The study not only examines what it will take for utilities to enable Virtual Power Plants, but it also provides guidance on what infrastructure utilities may already have in place, what needs to be modified, and what needs to be added to make this a reality and stay ahead of the competition.
Once VPPs permeate the grid, to realize their promise they will need to provide a more efficient and cost-effective service than the traditional power delivery system. As such, IDC Energy Insights believes that the real-time requirements of VPPs will introduce new complexities. The control infrastructure to support VPPs will need to address flexible and scalable integration and control new distributed resources and the development of standards to support interoperability.
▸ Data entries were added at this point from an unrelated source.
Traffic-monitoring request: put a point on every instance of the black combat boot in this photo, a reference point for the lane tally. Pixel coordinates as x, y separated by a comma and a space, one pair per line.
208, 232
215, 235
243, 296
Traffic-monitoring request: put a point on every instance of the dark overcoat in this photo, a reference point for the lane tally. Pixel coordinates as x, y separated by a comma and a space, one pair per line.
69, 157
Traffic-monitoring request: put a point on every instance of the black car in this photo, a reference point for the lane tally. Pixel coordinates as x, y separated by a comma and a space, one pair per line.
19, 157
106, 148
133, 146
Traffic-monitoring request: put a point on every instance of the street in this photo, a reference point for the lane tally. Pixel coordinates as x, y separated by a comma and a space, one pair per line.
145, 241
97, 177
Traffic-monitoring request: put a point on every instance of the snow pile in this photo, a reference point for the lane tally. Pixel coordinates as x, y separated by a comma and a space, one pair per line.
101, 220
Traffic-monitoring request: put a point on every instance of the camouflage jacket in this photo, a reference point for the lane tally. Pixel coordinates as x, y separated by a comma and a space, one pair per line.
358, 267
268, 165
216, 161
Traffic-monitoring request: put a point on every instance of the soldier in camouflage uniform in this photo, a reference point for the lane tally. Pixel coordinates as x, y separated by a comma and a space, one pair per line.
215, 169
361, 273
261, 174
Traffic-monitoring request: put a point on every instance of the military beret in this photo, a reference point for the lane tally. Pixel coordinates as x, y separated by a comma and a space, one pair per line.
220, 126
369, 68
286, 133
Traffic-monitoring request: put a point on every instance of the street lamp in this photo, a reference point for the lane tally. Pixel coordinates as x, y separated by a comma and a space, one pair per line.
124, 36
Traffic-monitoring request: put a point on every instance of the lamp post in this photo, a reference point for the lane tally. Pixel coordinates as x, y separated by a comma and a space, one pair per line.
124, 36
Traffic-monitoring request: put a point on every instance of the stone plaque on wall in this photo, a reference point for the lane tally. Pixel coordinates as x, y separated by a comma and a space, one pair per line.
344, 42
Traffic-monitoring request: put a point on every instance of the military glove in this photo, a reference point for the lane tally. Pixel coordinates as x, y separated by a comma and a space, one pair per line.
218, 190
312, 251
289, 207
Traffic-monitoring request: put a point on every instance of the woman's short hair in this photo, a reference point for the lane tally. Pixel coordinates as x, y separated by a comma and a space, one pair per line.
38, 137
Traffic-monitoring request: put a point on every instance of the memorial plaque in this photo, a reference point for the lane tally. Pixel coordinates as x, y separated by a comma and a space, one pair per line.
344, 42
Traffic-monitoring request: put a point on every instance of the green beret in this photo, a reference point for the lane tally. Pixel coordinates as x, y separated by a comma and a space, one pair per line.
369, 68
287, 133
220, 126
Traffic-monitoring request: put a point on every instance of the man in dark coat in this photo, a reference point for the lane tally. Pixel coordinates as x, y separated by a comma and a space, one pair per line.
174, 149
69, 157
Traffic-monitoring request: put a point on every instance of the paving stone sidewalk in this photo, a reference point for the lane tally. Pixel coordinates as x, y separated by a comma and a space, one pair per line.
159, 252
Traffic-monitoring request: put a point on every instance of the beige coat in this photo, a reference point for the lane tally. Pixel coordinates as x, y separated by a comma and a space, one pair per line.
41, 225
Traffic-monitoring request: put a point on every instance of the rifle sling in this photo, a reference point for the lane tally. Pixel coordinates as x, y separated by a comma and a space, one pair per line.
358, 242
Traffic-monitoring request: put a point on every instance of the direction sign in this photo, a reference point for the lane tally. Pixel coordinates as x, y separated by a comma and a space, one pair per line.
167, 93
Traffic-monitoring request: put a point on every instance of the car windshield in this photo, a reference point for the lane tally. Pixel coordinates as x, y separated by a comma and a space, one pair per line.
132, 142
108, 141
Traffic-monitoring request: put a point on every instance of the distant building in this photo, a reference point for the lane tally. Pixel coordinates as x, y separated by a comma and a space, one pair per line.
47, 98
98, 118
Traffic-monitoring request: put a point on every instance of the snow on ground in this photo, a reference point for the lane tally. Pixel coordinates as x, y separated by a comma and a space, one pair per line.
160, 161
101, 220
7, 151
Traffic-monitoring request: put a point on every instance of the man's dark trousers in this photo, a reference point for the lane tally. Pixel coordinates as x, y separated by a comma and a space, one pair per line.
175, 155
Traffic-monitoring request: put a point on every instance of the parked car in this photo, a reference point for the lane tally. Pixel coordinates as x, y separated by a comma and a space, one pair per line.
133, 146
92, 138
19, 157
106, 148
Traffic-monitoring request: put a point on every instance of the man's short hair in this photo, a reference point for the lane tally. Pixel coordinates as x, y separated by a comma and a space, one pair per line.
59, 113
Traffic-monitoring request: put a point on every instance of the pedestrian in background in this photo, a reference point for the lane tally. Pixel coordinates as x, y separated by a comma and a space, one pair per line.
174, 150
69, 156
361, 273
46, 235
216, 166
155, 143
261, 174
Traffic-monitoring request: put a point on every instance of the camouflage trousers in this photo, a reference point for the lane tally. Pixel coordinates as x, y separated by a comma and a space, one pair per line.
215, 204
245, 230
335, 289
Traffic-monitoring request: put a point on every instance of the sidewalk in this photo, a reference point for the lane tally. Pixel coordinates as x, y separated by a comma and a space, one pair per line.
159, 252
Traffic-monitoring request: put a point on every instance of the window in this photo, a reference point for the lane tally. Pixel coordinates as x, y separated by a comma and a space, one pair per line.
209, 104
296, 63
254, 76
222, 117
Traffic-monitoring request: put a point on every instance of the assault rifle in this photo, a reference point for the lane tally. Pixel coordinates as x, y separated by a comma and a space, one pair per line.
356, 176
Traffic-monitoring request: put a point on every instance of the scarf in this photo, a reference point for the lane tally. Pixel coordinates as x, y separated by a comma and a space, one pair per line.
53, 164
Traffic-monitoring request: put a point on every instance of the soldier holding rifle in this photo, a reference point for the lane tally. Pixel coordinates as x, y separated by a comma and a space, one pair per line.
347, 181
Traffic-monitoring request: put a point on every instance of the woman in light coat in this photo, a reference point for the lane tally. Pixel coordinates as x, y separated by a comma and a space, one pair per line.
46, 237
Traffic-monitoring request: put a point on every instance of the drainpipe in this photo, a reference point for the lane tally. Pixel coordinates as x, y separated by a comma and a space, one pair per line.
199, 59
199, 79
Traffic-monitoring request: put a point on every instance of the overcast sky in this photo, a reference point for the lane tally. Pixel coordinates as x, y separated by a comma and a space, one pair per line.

Today, few utilities are able to support a fully functional VPP that relies on real-time communications to all points in the distribution grid – i.e., substation to meter (and appliance). IDC Energy Insights believes that the companies and standards bodies that are working on finalizing such a system today will be the winners tomorrow when the other obstacles diminish.
Once the financial and regulatory barriers to VPPs are overcome, the market must decide on the most cost-effective and efficient business model for the VPP operational ecosystem. The rewards of a utility adopting a new VPP model would include maintaining the traditional monopoly over electricity distribution, while updating the control mechanism to a model that is more flexible and, potentially, more profitable. This is a business issue that utilities need to act upon soon to remain competitive.
"The danger of a utility's taking a slow approach to developing VPPs is that another non-utility actor will take on the role of VPP operator," Feblowitz said. "Once a technology leader attains first-mover status, it will be extremely difficult for the utility to dislodge them from their perch."